Apresentamos a primeira denúncia contra Cunha por corrupção e lavagem de dinheiro em 20 de agosto de 2015. Quatro meses depois, com mais informações coletadas, pedimos o afastamento do deputado da presidência da Câmara. Em março, o STF abriu processo contra o presidente da Câmara. Três meses depois, ele foi afastado da presidência.
Presentes não caem do céu
Devemos reconhecer mais uma vez o papel do Ministério Público da Suíça, especialmente do ex-procurador-geral Michel Lauber. Os procuradores não só mandaram as provas das contas de Cunha, como, num gesto de boa vontade, autorizaram que fizéssemos as investigações necessárias aqui no Brasil com vistas a um processo contra o deputado pelos mesmos crimes descobertos na Suíça, sem qualquer restrição. Não impediram nem mesmo a investigação sobre crimes tributários, uma praxe em casos similares. Isso não era uma simples medida burocrática. Até chegar a esse grau de confiança e ampla cooperação, tivemos que reconstruir pontes. Por erros de um colega de São Paulo, a Suíça andava ressabiada com os investigadores brasileiros. Só depois de uma longa negociação, conduzida do lado brasileiro por Vladimir Aras, é que as portas da colaboração voltaram a se abrir.

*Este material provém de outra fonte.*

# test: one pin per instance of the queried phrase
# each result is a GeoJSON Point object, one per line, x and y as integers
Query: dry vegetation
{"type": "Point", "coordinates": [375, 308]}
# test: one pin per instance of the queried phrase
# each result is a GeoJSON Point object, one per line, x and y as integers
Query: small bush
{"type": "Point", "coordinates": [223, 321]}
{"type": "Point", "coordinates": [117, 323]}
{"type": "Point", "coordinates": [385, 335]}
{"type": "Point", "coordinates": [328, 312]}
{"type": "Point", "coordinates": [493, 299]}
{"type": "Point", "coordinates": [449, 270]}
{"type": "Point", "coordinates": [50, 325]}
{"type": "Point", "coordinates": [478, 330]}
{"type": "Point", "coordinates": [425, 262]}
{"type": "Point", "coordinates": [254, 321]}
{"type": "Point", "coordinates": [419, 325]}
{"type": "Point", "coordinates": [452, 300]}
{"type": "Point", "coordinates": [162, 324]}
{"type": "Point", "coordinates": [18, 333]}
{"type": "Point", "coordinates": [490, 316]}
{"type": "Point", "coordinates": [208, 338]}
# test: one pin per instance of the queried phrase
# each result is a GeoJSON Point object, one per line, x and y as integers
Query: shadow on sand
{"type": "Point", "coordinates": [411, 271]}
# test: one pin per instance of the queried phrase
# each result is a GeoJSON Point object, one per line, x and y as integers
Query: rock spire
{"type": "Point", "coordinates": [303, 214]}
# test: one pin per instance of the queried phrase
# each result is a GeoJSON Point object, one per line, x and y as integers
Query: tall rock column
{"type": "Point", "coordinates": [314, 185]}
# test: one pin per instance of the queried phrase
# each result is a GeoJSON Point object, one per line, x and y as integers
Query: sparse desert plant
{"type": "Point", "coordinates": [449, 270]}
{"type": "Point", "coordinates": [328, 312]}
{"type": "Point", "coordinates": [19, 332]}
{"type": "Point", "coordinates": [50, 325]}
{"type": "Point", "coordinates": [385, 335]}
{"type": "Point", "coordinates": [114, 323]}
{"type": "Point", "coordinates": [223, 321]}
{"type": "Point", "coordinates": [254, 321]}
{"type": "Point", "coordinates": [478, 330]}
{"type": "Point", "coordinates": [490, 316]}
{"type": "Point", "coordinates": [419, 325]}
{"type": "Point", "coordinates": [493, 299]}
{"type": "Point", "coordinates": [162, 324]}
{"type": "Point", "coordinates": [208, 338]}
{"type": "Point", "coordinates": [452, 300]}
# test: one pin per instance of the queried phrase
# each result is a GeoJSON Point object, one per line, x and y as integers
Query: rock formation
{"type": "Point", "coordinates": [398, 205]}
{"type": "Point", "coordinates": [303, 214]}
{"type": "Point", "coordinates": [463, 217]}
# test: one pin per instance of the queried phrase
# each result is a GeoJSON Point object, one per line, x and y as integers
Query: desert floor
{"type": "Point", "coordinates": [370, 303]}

O retorno da troca de informações em alto nível tinha uma razão de ser que ia muito além da simpatia mútua. Os investigadores suíços estavam dispostos a limpar ou pelo menos minimizar a imagem da Suíça como esconderijo seguro do dinheiro da corrupção, do tráfico e do terrorismo internacional. Isso ajudou muito. Toda vez que tínhamos uma suspeita sobre determinado investigado e fazíamos uma consulta, eles prontamente nos respondiam. Os documentos oficiais, que dariam lastro às nossas investigações, passavam pelos canais formais, como o Departamento de Recuperação de Ativos, do Ministério da Justiça. Mas alguns dados, que serviriam para confirmar hipóteses levantadas pela inteligência, eram transmitidos em trocas de mensagens pelo celular. A confiança e o respeito nas relações foram fundamentais na cooperação. Eles também ficaram impressionados com nossos sistemas de cruzamento de dados. Num gesto de humildade, até pediram que compartilhássemos nossa experiência.